“What have I done?” repeated Sally, with a stamp of the foot, and raising her voice so as to drown the outcry. “When my husband found hisself onfit to do his work this marnin’ I went out an’ did it for en, so as maister shouldn’t turn en away.”
“Ho, yes,” said Mrs Dewey, folding her arms, “that was what ye done; we all knows that well enough. Ye was a-boastin’ an a-braggin’ of it loud enough, I’m sure, settin’ yourself up an tryin’ to make every man o’ the place discontented and upset.”
“Me!” exclaimed Mrs Crumpler indignantly. “I’m sure I never opened my mouth to get a-boastin’ or anything o’ the kind.”
“Oh, didn’t ye!” retorted Jenny. “I heared my father say as you went an offered maister to do two days’ work to make up for one your husband had a-lost through bein’ drinky.”
“Well,” rejoined Sally, whose blood was now up, “that wasn’t boastin’.”
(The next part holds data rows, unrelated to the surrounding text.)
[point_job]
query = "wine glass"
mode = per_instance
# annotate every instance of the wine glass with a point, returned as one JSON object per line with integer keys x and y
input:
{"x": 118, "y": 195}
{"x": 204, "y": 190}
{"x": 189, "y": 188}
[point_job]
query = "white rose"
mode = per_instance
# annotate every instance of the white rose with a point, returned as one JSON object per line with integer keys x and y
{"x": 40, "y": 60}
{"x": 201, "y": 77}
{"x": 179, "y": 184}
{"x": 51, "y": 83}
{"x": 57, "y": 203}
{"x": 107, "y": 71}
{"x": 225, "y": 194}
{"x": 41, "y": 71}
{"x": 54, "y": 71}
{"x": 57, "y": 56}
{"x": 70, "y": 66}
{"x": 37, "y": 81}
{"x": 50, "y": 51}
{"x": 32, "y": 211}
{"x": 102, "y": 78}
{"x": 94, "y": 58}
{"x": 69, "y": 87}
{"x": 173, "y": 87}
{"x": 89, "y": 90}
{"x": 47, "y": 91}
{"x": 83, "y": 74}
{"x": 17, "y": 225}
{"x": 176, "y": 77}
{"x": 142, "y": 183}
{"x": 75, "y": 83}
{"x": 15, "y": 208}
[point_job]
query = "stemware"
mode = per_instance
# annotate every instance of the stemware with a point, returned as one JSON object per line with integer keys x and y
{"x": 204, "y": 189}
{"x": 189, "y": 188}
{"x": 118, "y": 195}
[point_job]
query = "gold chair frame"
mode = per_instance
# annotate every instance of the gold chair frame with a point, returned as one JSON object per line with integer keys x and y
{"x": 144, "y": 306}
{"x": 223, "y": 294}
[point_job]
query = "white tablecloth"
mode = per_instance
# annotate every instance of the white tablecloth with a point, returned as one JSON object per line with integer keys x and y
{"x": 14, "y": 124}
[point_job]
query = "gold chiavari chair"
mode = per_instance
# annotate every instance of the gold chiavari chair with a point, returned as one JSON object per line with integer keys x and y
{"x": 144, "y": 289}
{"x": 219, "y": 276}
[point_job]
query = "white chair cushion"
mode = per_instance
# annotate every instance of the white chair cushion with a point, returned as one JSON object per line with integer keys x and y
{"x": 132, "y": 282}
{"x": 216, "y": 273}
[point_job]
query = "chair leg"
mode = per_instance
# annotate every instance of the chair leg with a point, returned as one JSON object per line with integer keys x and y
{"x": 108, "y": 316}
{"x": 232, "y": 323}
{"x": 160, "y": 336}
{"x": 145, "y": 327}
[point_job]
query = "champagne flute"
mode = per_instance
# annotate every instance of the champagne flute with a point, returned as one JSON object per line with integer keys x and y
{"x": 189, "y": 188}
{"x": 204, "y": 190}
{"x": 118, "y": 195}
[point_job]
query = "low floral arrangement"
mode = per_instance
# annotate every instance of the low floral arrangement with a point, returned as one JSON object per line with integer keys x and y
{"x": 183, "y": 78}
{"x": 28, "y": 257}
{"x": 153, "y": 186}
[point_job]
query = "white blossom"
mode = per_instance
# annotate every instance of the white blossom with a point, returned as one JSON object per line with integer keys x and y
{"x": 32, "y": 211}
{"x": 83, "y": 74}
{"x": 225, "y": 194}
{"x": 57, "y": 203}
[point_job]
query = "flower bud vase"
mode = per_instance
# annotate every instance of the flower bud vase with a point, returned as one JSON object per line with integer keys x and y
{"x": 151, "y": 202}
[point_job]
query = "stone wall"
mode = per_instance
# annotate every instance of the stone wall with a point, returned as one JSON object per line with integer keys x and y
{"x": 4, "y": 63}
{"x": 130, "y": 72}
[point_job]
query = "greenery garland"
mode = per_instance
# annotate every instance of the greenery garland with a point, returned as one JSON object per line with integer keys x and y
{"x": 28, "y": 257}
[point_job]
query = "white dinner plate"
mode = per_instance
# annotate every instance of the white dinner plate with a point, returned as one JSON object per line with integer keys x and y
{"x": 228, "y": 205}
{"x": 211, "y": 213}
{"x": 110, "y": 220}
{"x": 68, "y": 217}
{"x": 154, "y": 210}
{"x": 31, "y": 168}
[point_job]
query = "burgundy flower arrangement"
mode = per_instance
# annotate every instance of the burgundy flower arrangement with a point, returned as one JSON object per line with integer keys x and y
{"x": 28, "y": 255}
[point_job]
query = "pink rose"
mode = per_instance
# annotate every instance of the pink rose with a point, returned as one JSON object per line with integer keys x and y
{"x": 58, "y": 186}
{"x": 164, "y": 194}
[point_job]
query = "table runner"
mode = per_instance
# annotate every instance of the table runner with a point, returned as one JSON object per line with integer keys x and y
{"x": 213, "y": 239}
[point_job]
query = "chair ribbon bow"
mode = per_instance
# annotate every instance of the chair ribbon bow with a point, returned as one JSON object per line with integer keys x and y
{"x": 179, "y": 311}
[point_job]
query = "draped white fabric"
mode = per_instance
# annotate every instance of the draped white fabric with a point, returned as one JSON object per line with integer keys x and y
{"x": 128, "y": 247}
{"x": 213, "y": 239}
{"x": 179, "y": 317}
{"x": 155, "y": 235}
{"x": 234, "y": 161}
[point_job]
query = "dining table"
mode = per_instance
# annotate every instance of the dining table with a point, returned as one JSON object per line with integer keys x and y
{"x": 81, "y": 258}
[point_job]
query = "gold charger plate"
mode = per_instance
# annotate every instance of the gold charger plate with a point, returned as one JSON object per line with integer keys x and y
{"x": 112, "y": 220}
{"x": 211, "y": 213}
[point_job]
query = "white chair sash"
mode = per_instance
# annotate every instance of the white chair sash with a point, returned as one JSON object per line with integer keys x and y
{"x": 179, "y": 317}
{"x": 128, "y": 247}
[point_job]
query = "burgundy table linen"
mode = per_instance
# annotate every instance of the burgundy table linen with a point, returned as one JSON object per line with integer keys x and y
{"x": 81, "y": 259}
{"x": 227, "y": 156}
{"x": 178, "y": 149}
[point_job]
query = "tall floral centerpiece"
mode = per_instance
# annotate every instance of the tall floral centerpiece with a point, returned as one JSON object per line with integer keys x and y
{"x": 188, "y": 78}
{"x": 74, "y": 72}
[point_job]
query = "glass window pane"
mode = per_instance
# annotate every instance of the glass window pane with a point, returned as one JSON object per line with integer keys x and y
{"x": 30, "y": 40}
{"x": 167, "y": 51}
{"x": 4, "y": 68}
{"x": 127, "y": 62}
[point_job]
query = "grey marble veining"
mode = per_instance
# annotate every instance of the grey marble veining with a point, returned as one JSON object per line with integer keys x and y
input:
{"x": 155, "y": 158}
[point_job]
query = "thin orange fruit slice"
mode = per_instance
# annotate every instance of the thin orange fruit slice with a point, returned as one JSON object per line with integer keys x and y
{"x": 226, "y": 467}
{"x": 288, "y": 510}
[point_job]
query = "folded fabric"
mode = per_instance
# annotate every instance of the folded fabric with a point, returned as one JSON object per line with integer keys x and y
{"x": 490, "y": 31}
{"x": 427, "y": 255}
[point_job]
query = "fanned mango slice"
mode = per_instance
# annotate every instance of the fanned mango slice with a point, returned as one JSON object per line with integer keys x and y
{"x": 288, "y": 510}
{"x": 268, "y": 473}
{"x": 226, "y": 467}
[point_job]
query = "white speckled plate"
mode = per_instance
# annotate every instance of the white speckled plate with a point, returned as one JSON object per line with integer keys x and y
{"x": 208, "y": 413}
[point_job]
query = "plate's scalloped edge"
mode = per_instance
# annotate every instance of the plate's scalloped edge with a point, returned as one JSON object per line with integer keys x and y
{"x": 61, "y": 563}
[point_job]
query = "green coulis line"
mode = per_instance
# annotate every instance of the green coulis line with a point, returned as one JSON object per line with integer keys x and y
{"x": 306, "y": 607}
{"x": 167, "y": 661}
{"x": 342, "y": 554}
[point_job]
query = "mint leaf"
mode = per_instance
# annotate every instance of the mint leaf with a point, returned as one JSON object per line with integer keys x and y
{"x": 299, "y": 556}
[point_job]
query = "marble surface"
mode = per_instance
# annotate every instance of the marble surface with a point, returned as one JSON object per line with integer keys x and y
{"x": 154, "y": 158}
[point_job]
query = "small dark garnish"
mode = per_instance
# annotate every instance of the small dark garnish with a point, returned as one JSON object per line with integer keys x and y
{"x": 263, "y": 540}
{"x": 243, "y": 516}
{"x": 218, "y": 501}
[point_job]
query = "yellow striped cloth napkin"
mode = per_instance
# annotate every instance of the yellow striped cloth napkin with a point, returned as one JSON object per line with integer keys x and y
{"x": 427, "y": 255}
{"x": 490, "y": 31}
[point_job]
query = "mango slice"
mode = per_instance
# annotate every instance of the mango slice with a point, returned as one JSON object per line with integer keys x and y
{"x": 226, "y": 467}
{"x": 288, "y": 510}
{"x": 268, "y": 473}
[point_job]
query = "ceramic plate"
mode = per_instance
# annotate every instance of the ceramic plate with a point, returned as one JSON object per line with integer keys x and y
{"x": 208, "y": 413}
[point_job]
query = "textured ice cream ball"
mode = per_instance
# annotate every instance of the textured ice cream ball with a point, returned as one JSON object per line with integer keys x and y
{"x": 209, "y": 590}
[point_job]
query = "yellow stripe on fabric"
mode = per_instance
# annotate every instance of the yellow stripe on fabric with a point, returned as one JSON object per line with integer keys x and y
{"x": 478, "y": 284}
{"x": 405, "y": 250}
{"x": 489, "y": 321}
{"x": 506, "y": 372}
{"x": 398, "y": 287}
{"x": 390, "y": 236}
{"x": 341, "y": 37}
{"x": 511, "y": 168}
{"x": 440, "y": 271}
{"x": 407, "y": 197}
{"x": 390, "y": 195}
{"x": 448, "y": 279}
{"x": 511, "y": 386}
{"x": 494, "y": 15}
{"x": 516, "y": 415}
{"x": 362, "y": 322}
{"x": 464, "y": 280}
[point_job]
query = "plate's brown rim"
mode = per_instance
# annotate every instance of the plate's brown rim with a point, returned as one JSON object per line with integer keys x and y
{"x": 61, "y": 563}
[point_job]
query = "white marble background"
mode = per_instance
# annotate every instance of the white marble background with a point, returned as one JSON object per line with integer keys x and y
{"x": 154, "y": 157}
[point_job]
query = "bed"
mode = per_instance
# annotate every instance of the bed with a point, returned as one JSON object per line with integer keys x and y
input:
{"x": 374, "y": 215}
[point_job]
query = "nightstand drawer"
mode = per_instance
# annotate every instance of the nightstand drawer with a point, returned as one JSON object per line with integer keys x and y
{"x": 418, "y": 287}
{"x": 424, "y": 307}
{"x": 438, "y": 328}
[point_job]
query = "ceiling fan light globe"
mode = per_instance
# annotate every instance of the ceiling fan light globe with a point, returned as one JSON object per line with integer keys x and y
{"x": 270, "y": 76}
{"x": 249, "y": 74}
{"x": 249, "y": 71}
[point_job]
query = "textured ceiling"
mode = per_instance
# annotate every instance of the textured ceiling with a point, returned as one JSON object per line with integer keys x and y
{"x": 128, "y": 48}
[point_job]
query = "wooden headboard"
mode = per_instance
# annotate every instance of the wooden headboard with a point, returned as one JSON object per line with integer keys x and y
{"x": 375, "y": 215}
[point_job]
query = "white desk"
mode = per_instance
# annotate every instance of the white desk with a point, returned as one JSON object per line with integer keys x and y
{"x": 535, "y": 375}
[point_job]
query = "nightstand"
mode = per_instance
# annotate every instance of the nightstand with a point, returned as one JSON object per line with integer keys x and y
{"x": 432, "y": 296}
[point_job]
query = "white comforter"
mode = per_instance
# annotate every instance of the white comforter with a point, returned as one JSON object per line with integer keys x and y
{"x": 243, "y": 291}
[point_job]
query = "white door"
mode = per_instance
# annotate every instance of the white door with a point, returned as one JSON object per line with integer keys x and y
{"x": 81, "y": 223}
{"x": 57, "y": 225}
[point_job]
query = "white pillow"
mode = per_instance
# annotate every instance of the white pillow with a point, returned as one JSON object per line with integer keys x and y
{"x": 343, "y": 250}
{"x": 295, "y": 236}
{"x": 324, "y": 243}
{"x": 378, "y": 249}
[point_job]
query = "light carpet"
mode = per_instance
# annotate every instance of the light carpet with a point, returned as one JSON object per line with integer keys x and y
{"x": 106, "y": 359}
“’Twas a-settin’ yourself up above the rest of us and a-puttin’ notions into the men’s heads what be bad enough as ’tis,” cried Mrs Dewey.
“Why, they’ll all be expectin’ of us to do the same,” exclaimed Mrs Frost, “to be sure they will. The very next time Frost gets drunk he’ll up and ax me, as like as not, why I don’t do his work for en, same as Sally Crumpler.”
At this point, Mr Crumpler, whose shoulders might have been observed to heave during the last few moments, suddenly pushed back his chair and burst into a roar of laughter.
“Well done!” he cried. “Well done, Sally! I d’ ’low there b’ain’t a man in the place but what envies me.”
Thereupon the deputation turned upon him as one woman.